By Oyo Amebo

By the close of 2025, it had become clear that Dr Debo Akande was not merely managing an agricultural portfolio; he was curating an international conversation.

What unfolded over the year was less a sequence of isolated engagements and more a coherent strategy, one that treated agriculture as a platform for diplomacy, investment, and long-term economic positioning.

In Oyo State, the farm was reimagined. It was no longer only a place of cultivation, but a point of entry into global value chains, a meeting ground for foreign capital and local enterprise, and a persuasive statement of readiness.

Under Akande’s stewardship, agriculture evolved into an outward-looking enterprise, speaking confidently to international partners in the shared language of scale, standards and sustainability.

The defining feature of Akande’s 2025 was intentional cooperation. International engagement was not pursued for symbolism, but deployed as policy.

Through structured partnerships with foreign governments, multilateral development institutions, global agribusiness firms and trade organisations, Oyo State’s agrarian narrative shifted decisively, from regional production to international participation.

Each memorandum of understanding, investment dialogue and diplomatic exchange served a clear purpose: to reposition Oyo as a dependable node in global agricultural supply chains.

Rather than asking partners to speculate on potential, Akande presented a state with functioning agro-industrial hubs, improving logistics and a policy environment aligned with international best practice.

This global posture was anchored firmly in the development vision of Governor Seyi Makinde, whose administration framed agriculture as industry rather than subsistence. Akande became the principal executor of that vision, carrying it into international forums with consistency and clarity.

Throughout 2025, he advanced a simple but compelling argument: that the future of agriculture lies in value addition, processing, export readiness and structured markets.

Crucially, rhetoric was matched by delivery. Partnerships forged with international investors and development financiers translated into tangible expansion across Oyo’s agro-industrial zones.

Foreign capital met local capacity, while institutional cooperation facilitated access to technology, improved production methods and modern processing systems. Agriculture, in this model, was no longer an end in itself, but part of an integrated industrial ecosystem.

What set Akande apart was his insistence that cooperation must go beyond funding. Under his leadership, international partnerships extended into technology transfer, quality assurance, standards harmonisation and market access.

Engagements with European and African trade institutions strengthened Oyo’s export compliance, while alignment with frameworks linked to the African Continental Free Trade Area repositioned local producers as continental and global competitors.

In effect, Akande reframed the audience. Oyo’s farmers were no longer producing solely for nearby markets, but for buyers across borders. The state’s agricultural narrative adjusted accordingly, from quantity to quality, from isolation to integration, and from promise to proof.

The 2025 Oyo State International Agribusiness Summit stood as the symbolic high point of this strategy. More than an event, it functioned as a statement of confidence.

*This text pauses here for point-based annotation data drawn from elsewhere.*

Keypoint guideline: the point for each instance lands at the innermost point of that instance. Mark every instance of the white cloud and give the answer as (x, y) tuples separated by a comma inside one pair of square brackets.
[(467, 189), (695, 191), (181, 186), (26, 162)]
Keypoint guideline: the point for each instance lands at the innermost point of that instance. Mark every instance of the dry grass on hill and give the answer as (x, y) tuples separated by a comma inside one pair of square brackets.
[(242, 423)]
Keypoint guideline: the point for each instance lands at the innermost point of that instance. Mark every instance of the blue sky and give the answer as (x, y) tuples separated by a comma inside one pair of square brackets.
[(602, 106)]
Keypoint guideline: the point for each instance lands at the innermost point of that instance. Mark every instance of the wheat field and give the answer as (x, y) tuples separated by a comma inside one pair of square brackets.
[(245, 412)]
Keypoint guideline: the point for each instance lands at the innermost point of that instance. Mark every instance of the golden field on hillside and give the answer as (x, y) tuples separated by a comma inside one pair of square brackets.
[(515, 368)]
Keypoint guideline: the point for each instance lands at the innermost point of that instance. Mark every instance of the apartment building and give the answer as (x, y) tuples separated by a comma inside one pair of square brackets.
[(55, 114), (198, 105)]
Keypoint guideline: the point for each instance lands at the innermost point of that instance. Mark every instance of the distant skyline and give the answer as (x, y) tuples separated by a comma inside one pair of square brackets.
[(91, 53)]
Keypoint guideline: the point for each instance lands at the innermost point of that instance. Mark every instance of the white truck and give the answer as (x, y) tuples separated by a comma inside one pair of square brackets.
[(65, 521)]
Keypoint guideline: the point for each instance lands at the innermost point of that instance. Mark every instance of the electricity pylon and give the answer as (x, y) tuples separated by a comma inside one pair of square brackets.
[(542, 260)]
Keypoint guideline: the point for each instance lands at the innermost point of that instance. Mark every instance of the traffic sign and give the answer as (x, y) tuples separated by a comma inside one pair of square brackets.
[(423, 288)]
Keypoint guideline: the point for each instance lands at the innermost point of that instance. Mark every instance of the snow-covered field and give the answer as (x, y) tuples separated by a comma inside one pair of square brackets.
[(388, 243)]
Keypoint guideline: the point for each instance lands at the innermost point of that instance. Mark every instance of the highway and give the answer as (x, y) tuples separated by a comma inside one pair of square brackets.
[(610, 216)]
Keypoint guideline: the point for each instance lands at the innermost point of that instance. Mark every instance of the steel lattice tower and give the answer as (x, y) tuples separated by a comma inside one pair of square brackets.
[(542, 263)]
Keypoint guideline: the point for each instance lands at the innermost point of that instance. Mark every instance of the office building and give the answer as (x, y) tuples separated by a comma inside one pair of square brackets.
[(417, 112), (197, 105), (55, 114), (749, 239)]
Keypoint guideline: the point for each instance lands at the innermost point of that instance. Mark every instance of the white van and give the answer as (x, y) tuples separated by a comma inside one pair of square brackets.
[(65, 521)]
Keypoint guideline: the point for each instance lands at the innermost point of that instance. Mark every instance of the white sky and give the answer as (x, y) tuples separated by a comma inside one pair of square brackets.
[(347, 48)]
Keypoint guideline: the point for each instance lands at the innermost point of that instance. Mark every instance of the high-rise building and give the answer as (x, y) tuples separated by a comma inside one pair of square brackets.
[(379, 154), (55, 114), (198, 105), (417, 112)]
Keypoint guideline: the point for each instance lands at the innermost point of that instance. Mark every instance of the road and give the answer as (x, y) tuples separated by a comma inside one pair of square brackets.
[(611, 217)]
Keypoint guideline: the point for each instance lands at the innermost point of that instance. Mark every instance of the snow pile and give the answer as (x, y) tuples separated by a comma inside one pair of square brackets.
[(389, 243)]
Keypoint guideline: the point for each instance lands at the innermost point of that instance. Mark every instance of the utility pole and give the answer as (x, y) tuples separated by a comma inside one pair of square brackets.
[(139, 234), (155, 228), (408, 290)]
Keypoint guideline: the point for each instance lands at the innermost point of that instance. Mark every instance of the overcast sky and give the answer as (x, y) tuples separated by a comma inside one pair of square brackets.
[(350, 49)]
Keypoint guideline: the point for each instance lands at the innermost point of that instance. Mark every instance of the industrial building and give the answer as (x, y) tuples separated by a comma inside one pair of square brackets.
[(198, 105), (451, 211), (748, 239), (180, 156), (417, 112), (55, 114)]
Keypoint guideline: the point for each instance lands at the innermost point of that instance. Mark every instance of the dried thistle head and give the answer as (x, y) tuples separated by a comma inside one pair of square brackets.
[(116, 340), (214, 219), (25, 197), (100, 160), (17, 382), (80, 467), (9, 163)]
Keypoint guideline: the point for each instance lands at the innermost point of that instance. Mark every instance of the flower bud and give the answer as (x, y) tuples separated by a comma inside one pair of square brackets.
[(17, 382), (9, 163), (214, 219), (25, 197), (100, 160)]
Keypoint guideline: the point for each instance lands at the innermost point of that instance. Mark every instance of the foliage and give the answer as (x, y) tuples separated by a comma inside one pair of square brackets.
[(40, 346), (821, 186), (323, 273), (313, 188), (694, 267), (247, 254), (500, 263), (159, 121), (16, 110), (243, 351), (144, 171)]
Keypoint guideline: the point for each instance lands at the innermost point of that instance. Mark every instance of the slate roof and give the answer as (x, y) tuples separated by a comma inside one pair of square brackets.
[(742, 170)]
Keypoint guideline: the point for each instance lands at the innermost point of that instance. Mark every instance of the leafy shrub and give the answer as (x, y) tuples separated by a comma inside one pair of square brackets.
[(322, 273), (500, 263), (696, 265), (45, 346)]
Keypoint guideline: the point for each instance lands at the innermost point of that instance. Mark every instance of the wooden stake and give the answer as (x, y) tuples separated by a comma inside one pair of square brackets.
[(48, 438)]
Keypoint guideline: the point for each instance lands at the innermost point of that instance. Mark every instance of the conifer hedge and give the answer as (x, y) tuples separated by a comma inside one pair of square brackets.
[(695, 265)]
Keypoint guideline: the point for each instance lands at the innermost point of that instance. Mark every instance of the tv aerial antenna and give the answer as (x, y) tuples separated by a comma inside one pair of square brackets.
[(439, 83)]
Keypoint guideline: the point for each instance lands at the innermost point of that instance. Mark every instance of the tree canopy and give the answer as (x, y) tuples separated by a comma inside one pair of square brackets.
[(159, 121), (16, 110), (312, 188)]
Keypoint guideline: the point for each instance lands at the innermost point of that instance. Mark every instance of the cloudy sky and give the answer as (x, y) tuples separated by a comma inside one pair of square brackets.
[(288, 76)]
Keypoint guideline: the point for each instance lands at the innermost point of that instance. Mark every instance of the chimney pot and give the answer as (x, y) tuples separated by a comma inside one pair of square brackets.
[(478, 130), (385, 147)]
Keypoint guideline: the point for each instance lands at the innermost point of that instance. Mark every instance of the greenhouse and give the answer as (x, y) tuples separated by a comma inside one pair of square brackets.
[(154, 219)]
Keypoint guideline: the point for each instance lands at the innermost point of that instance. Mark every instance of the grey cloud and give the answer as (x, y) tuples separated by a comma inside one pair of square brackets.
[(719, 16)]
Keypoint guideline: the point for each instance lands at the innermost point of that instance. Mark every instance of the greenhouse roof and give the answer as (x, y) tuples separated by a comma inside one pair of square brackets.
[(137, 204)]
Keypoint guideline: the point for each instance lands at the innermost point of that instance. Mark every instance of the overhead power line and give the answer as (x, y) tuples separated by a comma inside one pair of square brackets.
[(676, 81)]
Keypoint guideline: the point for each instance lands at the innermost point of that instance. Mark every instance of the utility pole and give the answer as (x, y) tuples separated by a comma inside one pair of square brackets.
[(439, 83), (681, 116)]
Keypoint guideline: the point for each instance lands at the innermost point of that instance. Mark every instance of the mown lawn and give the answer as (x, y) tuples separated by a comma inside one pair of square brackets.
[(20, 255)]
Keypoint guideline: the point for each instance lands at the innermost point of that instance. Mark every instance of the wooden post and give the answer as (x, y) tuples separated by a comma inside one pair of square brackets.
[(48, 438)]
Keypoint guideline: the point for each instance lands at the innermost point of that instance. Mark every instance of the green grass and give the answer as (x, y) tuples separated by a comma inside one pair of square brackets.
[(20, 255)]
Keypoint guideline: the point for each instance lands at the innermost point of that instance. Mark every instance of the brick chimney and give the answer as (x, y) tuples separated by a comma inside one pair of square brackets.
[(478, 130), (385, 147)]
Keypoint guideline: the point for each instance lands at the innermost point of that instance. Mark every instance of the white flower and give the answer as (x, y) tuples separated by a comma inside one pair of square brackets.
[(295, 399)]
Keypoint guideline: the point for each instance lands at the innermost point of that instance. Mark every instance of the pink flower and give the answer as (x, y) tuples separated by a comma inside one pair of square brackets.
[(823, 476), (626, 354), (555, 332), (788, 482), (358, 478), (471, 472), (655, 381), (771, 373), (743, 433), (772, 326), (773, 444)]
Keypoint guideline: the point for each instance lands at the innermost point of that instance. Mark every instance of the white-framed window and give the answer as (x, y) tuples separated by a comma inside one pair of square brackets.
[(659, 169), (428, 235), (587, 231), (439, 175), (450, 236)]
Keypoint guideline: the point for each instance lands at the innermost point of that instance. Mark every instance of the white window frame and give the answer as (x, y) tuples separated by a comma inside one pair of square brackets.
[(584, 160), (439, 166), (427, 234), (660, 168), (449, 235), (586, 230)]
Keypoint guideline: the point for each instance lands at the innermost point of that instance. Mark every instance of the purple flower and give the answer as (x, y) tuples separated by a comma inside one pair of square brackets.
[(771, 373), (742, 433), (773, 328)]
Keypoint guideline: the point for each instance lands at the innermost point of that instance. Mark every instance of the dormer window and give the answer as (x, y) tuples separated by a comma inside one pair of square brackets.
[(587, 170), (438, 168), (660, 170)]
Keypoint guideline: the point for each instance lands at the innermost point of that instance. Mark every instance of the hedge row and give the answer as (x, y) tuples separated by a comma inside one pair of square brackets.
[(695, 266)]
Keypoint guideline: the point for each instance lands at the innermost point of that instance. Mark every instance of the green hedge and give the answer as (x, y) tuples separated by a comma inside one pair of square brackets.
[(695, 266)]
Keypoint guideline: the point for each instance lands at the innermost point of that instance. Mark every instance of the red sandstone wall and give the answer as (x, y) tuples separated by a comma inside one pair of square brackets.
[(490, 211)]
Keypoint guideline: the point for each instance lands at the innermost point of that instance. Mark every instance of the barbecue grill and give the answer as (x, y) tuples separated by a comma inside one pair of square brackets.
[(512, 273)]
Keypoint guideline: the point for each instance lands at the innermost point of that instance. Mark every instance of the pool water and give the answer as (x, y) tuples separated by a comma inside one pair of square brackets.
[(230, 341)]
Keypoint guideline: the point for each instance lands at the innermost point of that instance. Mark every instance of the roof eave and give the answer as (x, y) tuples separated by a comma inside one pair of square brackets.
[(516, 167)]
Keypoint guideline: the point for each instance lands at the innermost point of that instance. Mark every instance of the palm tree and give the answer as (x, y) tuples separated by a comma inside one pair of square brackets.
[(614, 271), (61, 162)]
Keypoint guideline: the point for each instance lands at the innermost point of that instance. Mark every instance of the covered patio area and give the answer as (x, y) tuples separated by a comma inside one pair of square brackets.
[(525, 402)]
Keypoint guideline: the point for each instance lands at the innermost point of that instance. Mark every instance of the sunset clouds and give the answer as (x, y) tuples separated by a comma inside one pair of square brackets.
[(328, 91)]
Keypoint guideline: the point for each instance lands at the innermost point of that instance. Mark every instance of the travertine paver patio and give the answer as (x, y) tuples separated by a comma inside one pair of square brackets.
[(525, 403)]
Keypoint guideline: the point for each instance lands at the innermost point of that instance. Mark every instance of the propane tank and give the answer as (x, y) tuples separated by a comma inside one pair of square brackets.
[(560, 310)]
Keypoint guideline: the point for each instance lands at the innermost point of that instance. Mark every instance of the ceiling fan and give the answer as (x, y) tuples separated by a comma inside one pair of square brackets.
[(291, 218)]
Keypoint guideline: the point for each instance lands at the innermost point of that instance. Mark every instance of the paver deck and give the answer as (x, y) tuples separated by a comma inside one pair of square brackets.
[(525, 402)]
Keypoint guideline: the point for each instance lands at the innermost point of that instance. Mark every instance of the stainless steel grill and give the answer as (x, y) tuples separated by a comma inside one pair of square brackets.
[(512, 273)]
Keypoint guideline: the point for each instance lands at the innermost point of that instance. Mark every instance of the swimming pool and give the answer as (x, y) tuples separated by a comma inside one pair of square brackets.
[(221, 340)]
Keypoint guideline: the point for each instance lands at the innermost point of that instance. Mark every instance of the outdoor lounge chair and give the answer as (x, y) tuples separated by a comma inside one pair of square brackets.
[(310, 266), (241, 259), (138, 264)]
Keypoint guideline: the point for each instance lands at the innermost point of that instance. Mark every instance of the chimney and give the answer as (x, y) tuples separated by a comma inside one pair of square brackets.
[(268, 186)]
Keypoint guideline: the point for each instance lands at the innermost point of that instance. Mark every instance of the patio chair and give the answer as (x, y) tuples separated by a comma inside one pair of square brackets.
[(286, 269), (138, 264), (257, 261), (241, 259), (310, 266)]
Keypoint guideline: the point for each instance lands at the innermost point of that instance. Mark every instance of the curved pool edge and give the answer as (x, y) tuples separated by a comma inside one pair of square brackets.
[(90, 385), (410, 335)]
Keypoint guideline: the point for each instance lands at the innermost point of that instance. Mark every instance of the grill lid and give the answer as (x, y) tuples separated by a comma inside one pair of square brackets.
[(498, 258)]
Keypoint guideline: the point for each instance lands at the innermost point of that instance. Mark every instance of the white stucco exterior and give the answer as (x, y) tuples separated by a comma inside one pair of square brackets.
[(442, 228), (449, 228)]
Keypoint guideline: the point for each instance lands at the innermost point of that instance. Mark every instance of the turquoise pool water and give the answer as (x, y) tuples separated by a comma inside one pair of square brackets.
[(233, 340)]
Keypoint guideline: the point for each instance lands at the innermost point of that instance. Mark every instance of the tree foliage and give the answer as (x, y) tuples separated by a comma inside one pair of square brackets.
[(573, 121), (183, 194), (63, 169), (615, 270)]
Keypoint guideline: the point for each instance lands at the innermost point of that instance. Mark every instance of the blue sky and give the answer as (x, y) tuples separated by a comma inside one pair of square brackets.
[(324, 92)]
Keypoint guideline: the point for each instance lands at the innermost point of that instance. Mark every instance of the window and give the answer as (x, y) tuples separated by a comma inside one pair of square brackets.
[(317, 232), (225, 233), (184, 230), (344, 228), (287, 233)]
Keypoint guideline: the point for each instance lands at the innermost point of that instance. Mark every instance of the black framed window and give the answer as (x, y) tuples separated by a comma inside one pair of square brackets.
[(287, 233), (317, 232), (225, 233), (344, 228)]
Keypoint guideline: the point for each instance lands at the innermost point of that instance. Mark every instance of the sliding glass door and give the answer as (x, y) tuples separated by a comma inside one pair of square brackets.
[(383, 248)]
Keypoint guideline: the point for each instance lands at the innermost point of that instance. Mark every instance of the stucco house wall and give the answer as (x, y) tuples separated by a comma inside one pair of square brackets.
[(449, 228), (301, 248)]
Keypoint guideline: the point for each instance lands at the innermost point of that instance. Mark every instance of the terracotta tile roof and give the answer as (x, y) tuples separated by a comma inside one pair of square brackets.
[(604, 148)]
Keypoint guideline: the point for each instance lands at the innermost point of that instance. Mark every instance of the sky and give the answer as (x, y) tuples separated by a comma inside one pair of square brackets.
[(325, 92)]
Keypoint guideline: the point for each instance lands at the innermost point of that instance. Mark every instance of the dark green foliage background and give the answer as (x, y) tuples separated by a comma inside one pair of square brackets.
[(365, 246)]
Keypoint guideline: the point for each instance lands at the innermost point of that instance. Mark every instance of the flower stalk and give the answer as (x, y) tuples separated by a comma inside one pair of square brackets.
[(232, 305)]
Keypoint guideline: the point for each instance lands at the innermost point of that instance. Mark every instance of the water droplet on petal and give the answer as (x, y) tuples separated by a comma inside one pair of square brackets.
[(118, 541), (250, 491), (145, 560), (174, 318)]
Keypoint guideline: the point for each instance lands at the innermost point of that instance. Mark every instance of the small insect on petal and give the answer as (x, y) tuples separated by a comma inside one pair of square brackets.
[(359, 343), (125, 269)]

International delegates were not invited to imagine a future; they were invited to examine systems already in motion. By the time the summit convened, the groundwork had been laid through months of engagement, infrastructure development and policy alignment.

Yet the most persuasive element of Akande’s international approach was its human focus. Throughout the year, he consistently framed global cooperation as a means to local upliftment. Farmers and rural communities remained central to the narrative.

By linking international markets to employment, income security and dignity, he recast diplomacy as a practical tool for social impact rather than an abstract exercise in foreign relations.

As 2025 drew to a close, the results were visible. Thousands of farmers were integrated into structured value chains supported by international investment. Agro-industrial zones were increasingly connected to national transport infrastructure.

Policies spoke the language of global trade. Oyo State had become confident not only in attracting partnerships, but in sustaining them.

Looking ahead, Akande has made it clear that 2025 was not a culmination, but a foundation. The new year signals an even stronger commitment to deepening cooperation, expanding partnerships and consolidating Oyo’s position within global agribusiness networks. With systems in place and credibility established, the focus now turns to scale, resilience and long-term competitiveness.

In retrospect, 2025 will be remembered as the year Oyo State learned to harvest diplomacy alongside crops. Through Debo Akande’s deliberate internationalism, agriculture became a persuasive instrument of development, one that demonstrated how subnational leadership can think globally, act locally, and prepare decisively for a future shaped by cooperation rather than isolation.